専門家や経営者も「ノイズ」により、客観的無知を認められずに許容範囲を超えるミスを犯す

専門家や経営者も「ノイズ」により、
客観的無知を認められずに許容範囲を超えるミスを犯す
【橘玲の日々刻々】
https://diamond.jp/articles/-/292227

 ※ これは、すごく参考になった…。

 ※ ちょっと長い(3ページある)んで、ポイントのみ紹介する。

 ※『「正しい意思決定をするには高い知能がなければならない」というのはなんとも救いのない話だが、ここでがっかりする必要はない。「専門家の予測はチンパンジーと同じ」と述べて物議をかもしたテトロックは、2011年に「優れた判断力プロジェクト(GJP)」を始めた。膨大な数の予測を検証すると、ほぼつねにより正しい予測をする成績抜群のスーパースターがわずかながら存在することがわかったからだ。

 テトロックは彼らを「超予測者」と名づけた。超予測者は専門教育を受けているわけではないが、どういうわけか学界などの専門家よりも正しい意思決定ができるのだ。』

『彼ら/彼女たちはなぜ、正しい予測ができるのだろうか。テトロックはそれを、「分析的、確率的に考えられる」からだという。

 分析的に考えるとは、問題構造化することだ。「EUから離脱する国はあるか」などの地政学的問題に取り組むとき、超予測者はいきなり漫然と予測するのではなく、まず構成要素に分解する。直観に頼らず、「答えがイエスになるのは何が起きた場合か」「答えがノーになるのは何が起きた場合か」を考え、次に、そこから派生する問いをまた考える。こうして問いと答えを重ねていく。

 確率的に考えるとは、基準率つねに探すことだ。「1年以内に中国とベトナムが国境紛争をめぐって武力衝突する可能性はあるか?」と訊かれたとき、彼らは直観に従うのではなく、「過去の国境紛争が武力衝突に発展したケースはどのくらいあるのか」を考え、もしそうしたケースが稀だとすれば、まずその事実を押さえる。その後にはじめて、中国とベトナムの現状に目を向けるのだ。

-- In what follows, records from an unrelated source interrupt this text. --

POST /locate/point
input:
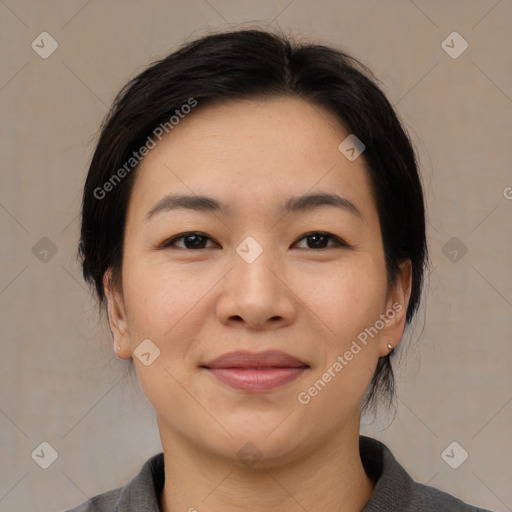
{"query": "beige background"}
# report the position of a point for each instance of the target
(61, 382)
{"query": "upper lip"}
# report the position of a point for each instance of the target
(246, 359)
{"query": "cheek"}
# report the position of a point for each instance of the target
(346, 298)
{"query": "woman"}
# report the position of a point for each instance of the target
(253, 221)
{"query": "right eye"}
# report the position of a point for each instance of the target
(191, 240)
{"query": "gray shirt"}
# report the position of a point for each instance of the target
(394, 488)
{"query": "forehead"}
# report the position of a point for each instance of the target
(253, 151)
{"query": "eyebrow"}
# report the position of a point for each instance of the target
(207, 204)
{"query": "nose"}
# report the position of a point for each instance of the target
(255, 293)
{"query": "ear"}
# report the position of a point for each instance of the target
(116, 315)
(396, 309)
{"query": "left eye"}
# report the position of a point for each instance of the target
(195, 240)
(319, 240)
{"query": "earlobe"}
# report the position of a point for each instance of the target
(115, 311)
(398, 301)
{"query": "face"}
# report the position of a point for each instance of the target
(255, 269)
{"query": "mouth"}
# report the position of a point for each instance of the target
(256, 372)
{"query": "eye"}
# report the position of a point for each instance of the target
(196, 240)
(191, 240)
(319, 239)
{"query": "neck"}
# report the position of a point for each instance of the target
(330, 479)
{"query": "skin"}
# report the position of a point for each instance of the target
(196, 304)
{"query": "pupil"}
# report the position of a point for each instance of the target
(196, 240)
(317, 238)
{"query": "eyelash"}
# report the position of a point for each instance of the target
(171, 241)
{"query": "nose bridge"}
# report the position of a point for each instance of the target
(254, 292)
(254, 262)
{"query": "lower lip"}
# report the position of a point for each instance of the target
(256, 380)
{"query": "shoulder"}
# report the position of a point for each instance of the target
(106, 502)
(396, 490)
(141, 493)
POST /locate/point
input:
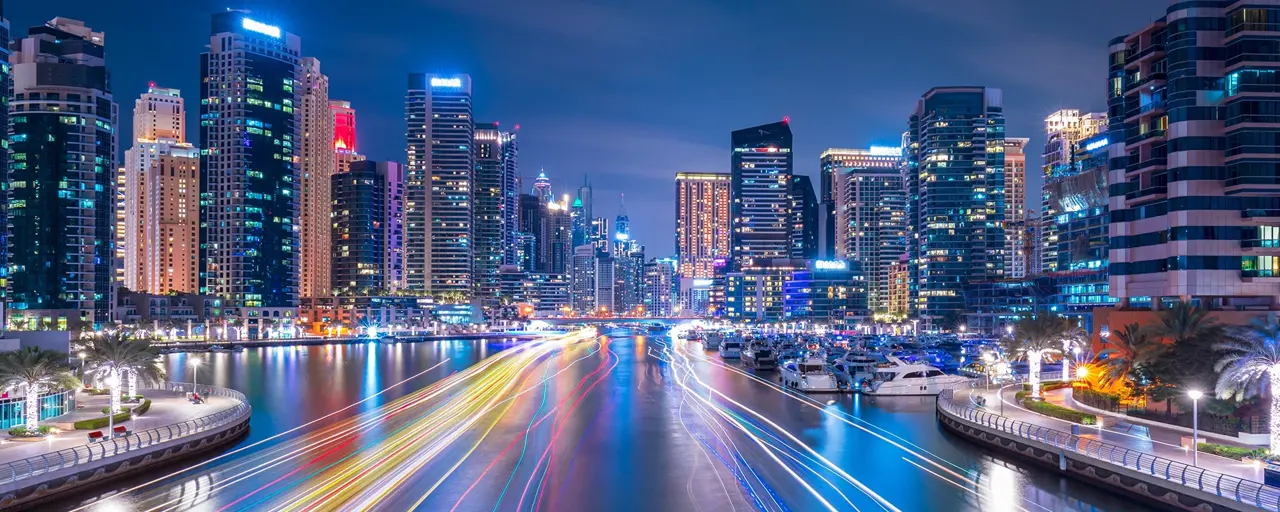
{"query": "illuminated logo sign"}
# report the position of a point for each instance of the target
(260, 27)
(831, 265)
(1098, 144)
(446, 82)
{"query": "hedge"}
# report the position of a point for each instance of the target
(1060, 412)
(97, 423)
(1232, 452)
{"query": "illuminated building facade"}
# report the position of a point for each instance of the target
(368, 233)
(344, 150)
(955, 178)
(440, 184)
(702, 222)
(871, 224)
(251, 90)
(804, 219)
(1064, 131)
(760, 193)
(318, 167)
(1016, 232)
(62, 177)
(492, 176)
(161, 199)
(1194, 173)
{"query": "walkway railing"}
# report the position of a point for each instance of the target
(1229, 487)
(32, 466)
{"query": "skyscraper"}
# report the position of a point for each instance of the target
(702, 222)
(1016, 233)
(62, 176)
(871, 228)
(318, 167)
(368, 229)
(439, 190)
(490, 223)
(161, 197)
(251, 87)
(760, 190)
(344, 150)
(5, 76)
(1194, 190)
(1064, 131)
(804, 219)
(955, 196)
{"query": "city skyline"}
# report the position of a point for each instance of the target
(585, 128)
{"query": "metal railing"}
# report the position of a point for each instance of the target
(108, 447)
(1247, 492)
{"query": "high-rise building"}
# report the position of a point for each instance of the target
(659, 287)
(318, 165)
(1016, 240)
(510, 197)
(161, 199)
(344, 150)
(871, 225)
(760, 192)
(804, 219)
(489, 233)
(368, 234)
(702, 222)
(440, 184)
(251, 91)
(5, 78)
(62, 176)
(1064, 131)
(1194, 176)
(955, 196)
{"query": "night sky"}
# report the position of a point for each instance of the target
(630, 92)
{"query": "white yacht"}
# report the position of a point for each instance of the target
(899, 378)
(759, 356)
(853, 368)
(809, 375)
(731, 348)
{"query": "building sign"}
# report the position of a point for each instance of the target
(446, 82)
(831, 265)
(260, 27)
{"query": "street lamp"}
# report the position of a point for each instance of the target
(1196, 394)
(195, 371)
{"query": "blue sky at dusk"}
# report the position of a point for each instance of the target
(630, 92)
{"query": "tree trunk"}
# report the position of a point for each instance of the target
(32, 407)
(1033, 361)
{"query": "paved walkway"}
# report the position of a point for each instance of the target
(167, 408)
(1147, 439)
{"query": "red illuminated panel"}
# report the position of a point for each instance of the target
(343, 129)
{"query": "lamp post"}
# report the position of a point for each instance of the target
(195, 373)
(1196, 394)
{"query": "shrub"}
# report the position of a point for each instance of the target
(21, 432)
(1232, 452)
(97, 423)
(1060, 412)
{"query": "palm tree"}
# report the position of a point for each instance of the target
(1036, 337)
(39, 370)
(1127, 350)
(117, 353)
(1246, 359)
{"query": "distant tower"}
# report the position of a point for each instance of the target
(543, 187)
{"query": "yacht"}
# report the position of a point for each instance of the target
(731, 350)
(809, 375)
(759, 356)
(853, 368)
(900, 378)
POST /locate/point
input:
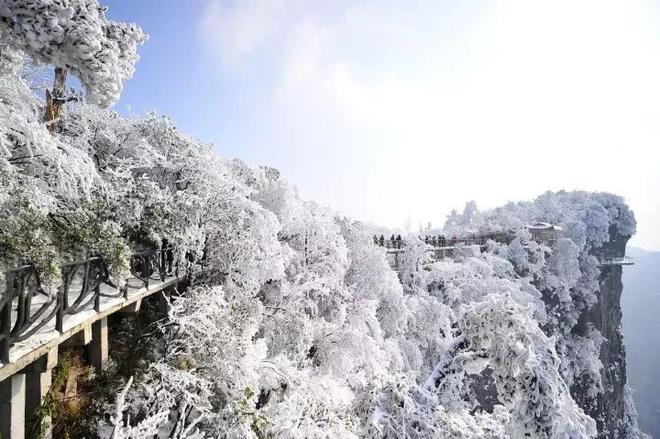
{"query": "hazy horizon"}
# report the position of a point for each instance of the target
(380, 110)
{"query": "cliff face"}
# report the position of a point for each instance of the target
(608, 407)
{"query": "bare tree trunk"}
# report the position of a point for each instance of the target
(55, 99)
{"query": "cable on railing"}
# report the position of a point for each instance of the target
(24, 292)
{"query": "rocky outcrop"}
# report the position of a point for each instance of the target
(608, 407)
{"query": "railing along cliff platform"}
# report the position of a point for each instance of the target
(32, 315)
(35, 320)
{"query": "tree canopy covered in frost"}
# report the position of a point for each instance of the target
(74, 35)
(297, 327)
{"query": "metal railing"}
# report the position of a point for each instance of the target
(81, 285)
(437, 243)
(622, 260)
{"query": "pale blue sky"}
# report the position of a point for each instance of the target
(389, 109)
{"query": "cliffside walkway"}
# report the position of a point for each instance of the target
(35, 320)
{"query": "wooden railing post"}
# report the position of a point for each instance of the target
(5, 322)
(59, 314)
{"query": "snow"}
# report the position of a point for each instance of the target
(298, 327)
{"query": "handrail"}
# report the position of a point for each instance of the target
(438, 243)
(620, 260)
(84, 278)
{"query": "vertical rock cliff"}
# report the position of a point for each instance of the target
(609, 407)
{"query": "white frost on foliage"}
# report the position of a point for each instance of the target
(76, 35)
(298, 327)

 ここからわかるように、超予測者は絶対的な知的能力の持ち主ではないが、それをどう応用するかを知っているのだ。』

『このとき重要なのが「積極的開かれた思考態度」で、自分の当初の仮説に反するような情報や反対意見を積極的に探し、「反対意見が正しく自分の判断がまちがいである可能性をいつでも認める用意があり、自分と同じ意見の人よりちがう意見の人に耳を傾けるほうが有益だと考える態度」だとされる。超予測者は、新しい情報を入手したとき、当初の予測を躊躇なく修正できるのだ。』

『テトロックは、超予測者は「永遠のベータ版」だという。彼らは「試す失敗する分析する修正するまた試す」という思考サイクルが大好きなのだ。』

『裁判官や医師、難民審査の担当官だけでなく、わたしたちは自分の人生において日々、無数の選択を迫られている。その多くはささいなものだろうが、ときに重要な意思決定をしなければならないことがある。

 そんなとき、直観を信じて、バイアスやノイズで誤った結論に飛びつくのではなく、超予測者のように考え、より正しい答を見つけることができるなら、幸福な人生を実現するうえで大きな助けになるだろう。

橘 玲(たちばな あきら)』

 ※ 「超予測」の「精度」は、「判断」の正確さにではなく、「判断材料」の選択・収集の「的確さ」と、「判断」の際の「偏りのない」態度にかかっている…、という話しだ…。